The cement-based grouting material used in the current market generally has a series of problems of large volume shrinkage, easy generation of microcracks, slow strength development, insufficient fluidity, poor durability and the like, thereby influencing the structural stability of buildings.
In addition, the common cement-based grouting material needs to use quartz sand as fine aggregate, the cost of the quartz sand is high, and on the other hand, concrete construction waste caused by urban transformation and construction of new buildings is not effectively treated and is randomly stacked or buried, so that the great waste of resources is caused.
Disclosure of Invention
In order to overcome the defects of the prior art, the invention aims to provide the cement-based grouting material which is early-strength, free of shrinkage and good in durability; the other purpose is to provide a method for preparing the cement-based grouting material.
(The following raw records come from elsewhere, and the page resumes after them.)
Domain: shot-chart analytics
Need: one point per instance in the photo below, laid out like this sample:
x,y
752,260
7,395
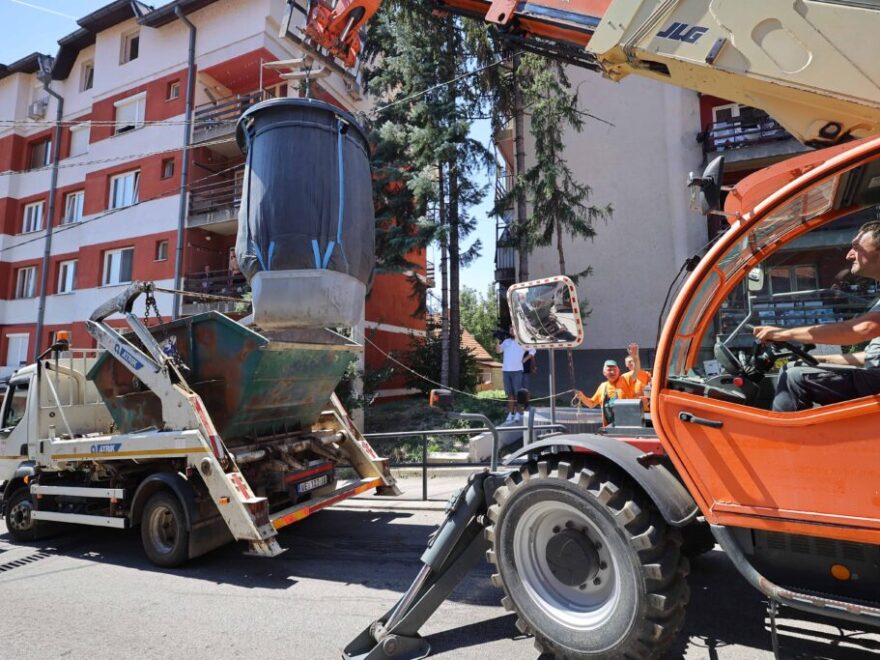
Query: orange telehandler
x,y
585,530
The technical scheme adopted by the invention for solving the technical problems is as follows:
the invention relates to a cement-based grouting material, which comprises the following substances in parts by mass: 700 portions and 760 portions of Portland cement; 40-100 parts of sulphoaluminate cement; 40-60 parts of fly ash; 80-100 parts of mineral powder; 50-70 parts of silica fume; 900 portions of fine aggregate; 5-10 parts of an early strength agent; 8-15 parts of a water reducing agent; 8-14 parts of a defoaming agent; 46-55 parts of an expanding agent; water 260 and 300 portions. The cement-based grouting material is characterized in that a certain amount of sulphoaluminate cement is doped into ordinary portland cement, so that the problem of early shrinkage of the ordinary portland cement can be solved while the early strength of the cement-based grouting material is better guaranteed, the mobility loss rate of the cement-based grouting material after half an hour is low, and the construction efficiency is greatly improved.
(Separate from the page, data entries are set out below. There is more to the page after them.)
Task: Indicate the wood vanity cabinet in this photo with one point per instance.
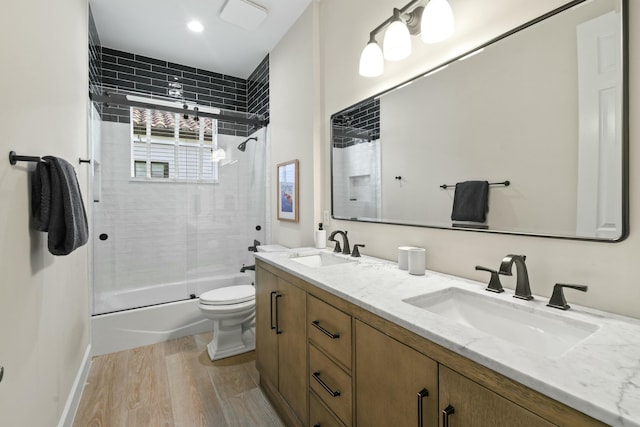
(395, 385)
(330, 360)
(465, 403)
(385, 374)
(281, 350)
In a preferred embodiment of the present invention, the fine aggregate is composed of quartz sand and regenerated fine powder, the regenerated fine powder being less than 30% by mass of the fine aggregate, the regenerated fine powder being composed of concrete broken into particles. The regenerated micro-fine powder can recycle concrete building wastes to serve as partial fine aggregates, can reduce the production cost, reduce excessive collection of mineral resources such as quartz sand and the like, effectively protect the ecological environment, can increase the fluidity of the cement-based grouting material, and can avoid vibration and self-leveling.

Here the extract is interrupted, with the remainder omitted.